De esta manera, La galaxia Góngora supone, en varios niveles, una puesta en escena de la recepción de un libro, un estudio del aparato literario en todas sus partes (concursos, crítica, academia, lectores) y la historia del devenir de una obra, la de Cuenca, escandalosamente marginal, inconmensurable con las expectativas de lectura de su tiempo. Es crucial, por eso, el modo en que Espinosa va hilando la trama de este libro, que construye su peripecia en torno al azar y al carácter destructor de acciones que en principio parecen alejadas: así, la paranoia de la represión, las discusiones sobre el compromiso y el deber ser de la literatura, el quiebre de la tablita en el 82 y la amnistía pactada al salir de la última dictadura tienen consecuencias impensadas para los protagonistas del libro, que no pueden sino ser espectadores de ese desarrollo de los acontecimientos, esclavos de la contingencia. Hay por eso, como en Góngora y en casi toda la literatura de su época, un deleite por la tormenta, por el naufragio, por el desorden, por el extravío, a lo que Espinosa suma su fascinación por los bordes, por la relación entre un afuera y un adentro de la ciudad y las figuras que, de cierta manera, logran atravesar esos límites o, al menos, vivir en ellos.
El exiliado
La figura del poeta que es Cuenca se construye entonces justamente en ese borde, en ese lugar de no coincidencia, de manera que se convierte en una suerte de extraño héroe romántico, arrogante e incomprendido, incapaz de mirarse desde la distancia, como sí hace el narrador de esta novela con todos sus personajes, incluido el que tiene por nombre Gustavo Espinosa, de quien se critica paródicamente la prosa afectada.

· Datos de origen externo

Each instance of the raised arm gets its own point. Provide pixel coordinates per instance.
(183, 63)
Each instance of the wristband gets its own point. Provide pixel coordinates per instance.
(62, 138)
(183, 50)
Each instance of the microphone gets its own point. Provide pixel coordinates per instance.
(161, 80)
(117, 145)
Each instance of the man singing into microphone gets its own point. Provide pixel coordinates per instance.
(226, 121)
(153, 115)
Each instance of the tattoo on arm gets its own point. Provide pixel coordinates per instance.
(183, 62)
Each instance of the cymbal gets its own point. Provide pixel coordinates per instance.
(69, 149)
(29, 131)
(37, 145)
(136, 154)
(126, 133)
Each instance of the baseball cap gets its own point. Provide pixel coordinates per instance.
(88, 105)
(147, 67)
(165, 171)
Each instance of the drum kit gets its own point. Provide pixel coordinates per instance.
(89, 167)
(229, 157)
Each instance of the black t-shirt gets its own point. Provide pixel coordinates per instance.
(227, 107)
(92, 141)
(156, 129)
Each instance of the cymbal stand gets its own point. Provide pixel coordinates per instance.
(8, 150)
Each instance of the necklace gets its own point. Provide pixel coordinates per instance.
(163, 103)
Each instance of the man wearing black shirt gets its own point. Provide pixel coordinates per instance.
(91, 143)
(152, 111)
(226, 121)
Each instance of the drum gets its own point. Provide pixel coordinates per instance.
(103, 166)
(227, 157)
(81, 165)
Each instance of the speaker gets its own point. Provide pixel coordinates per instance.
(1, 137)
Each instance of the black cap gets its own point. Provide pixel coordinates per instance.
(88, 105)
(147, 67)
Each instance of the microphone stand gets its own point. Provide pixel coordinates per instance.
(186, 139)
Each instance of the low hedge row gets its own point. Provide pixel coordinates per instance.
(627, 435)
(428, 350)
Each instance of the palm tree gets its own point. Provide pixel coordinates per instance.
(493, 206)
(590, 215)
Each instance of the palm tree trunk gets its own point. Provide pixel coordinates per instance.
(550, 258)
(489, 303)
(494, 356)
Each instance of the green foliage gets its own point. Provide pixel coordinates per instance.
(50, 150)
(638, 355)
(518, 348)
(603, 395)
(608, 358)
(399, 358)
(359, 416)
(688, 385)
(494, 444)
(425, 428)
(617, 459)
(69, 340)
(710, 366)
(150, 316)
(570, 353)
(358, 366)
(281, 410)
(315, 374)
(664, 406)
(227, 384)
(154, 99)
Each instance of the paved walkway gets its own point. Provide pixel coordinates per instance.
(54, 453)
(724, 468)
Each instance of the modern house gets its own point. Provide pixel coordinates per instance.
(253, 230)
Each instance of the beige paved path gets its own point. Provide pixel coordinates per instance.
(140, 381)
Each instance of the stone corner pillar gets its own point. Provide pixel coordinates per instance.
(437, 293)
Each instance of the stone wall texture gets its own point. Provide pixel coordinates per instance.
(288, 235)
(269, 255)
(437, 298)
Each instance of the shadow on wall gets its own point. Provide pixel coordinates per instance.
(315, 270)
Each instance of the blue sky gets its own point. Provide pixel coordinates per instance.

En este juego con las formas, de glosas y de “plagios”, el libro levanta un muro de humor que no logra empañar los momentos de mayor potencia expresiva en los que se pone a prueba el dominio de Espinosa de una prosa singular y reconocible como pocas en el panorama actual. Porque si “los libros bellos”, como sostiene Marcel Proust y replica el narrador, “están escritos en una suerte de lengua extranjera” (frase que, por otra parte, dispara las reflexiones de Hamed en un ensayo también contenido en el libro citado al principio de esta reseña), todo ejercicio de escritura es un trabajo de traducción, ya entre lenguas como en esas abstracciones –belleza, melancolía, inocencia– que toman cuerpo. En prosa y en verso, de la España barroca al Uruguay del siglo XX, perdido en una deriva fantasmal entre la tradición (Julio Herrera y Reissig, Pedro Leandro Ipuche) y el fin de la historia, la acción se sitúa de forma conflictiva en ese licuado de los tiempos que abre grietas por las que pueden asomar los titanes del pasado, colarse transmutados como esa máquina extraña y opaca que se hace presente en el mundo bajo la forma de un refugio y luego, sin más, nos expulsa.
La galaxia Góngora. De Gustavo Espinosa. Montevideo, Hum, 2021. 240 páginas.